Typical security issues in C++: why the GC isn't your enemy
Siarhei Siamashka
siarhei.siamashka at gmail.com
Tue Dec 6 04:35:18 UTC 2022
On Monday, 5 December 2022 at 19:57:39 UTC, H. S. Teoh wrote:
> D's bounds checks are often touted as a major feature to
> prevent issues with buffer overflow and out-of-bounds accesses.
> Interestingly, "buffer overflow" and "out of bounds..." add up
> only to about 14% of the total issues. Nothing to sneeze at,
> but nonetheless not as big an issue as use-after-free bugs.
This doesn't mean that there are fewer "out of bounds" bugs in
general.
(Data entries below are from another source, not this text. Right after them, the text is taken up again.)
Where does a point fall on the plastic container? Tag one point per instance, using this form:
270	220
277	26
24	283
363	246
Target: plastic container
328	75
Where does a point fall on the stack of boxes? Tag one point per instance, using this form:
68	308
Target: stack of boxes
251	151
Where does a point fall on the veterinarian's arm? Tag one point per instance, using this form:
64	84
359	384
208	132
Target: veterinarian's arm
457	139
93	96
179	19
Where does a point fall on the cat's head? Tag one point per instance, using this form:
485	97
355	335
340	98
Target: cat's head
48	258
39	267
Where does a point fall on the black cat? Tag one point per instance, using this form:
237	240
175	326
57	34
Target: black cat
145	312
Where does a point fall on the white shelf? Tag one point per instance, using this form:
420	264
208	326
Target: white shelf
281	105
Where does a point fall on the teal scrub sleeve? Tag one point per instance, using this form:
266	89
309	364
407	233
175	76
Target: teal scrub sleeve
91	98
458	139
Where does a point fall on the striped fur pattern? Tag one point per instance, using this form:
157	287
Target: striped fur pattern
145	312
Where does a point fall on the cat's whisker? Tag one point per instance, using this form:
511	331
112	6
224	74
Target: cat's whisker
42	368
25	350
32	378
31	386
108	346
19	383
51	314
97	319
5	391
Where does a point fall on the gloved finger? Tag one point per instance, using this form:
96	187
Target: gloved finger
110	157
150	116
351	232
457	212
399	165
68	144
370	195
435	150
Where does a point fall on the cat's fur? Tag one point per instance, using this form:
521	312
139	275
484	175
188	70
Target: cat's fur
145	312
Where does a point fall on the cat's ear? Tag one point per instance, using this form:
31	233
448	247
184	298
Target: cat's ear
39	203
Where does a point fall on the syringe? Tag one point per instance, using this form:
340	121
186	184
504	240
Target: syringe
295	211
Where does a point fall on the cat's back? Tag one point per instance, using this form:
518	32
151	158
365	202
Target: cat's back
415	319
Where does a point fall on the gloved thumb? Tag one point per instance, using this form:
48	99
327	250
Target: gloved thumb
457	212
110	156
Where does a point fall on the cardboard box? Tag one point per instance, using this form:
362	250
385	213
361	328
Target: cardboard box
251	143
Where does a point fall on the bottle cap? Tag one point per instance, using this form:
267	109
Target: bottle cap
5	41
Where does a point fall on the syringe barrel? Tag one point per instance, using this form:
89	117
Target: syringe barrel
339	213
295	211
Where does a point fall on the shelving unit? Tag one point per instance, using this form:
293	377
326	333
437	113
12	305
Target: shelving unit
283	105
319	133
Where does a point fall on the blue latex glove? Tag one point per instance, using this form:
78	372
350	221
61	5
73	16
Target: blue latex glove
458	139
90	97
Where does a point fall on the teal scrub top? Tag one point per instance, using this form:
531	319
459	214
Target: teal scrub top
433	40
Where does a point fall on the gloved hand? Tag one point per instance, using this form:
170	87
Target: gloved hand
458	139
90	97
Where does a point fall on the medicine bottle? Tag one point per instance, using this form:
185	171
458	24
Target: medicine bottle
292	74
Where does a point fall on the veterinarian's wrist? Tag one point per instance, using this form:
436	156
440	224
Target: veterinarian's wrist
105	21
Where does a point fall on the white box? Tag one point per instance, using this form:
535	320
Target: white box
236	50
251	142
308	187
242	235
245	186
But they are less likely to become exploitable security
vulnerabilities. The "use after free" bugs are relatively easily
to exploit:
1. The old buffer is freed.
2. This part of memory is later allocated for storing some
security sensitive information.
3. Access via the old pointer results in leaking the sensitive
information.
GC surely helps to mitigate the security aspect of this. But the
bug in the application logic may still be there and only manifest
itself as a memory leak (if the application still keeps a pointer
to the data that is not supposed to be used anymore). A good
coding practice in C/C++ is to explicitly set a pointer to NULL
immediately after deallocating memory.
> Integer overflow is also sometimes brought up as something
> important; but at least according to the above categorization
> it only accounts for 2% of issues. So not as big a deal as
> some may have made it sound.
First, not every bug easily results in an exploitable security
vulnerability. It's the same as with the "buffer overflow" vs.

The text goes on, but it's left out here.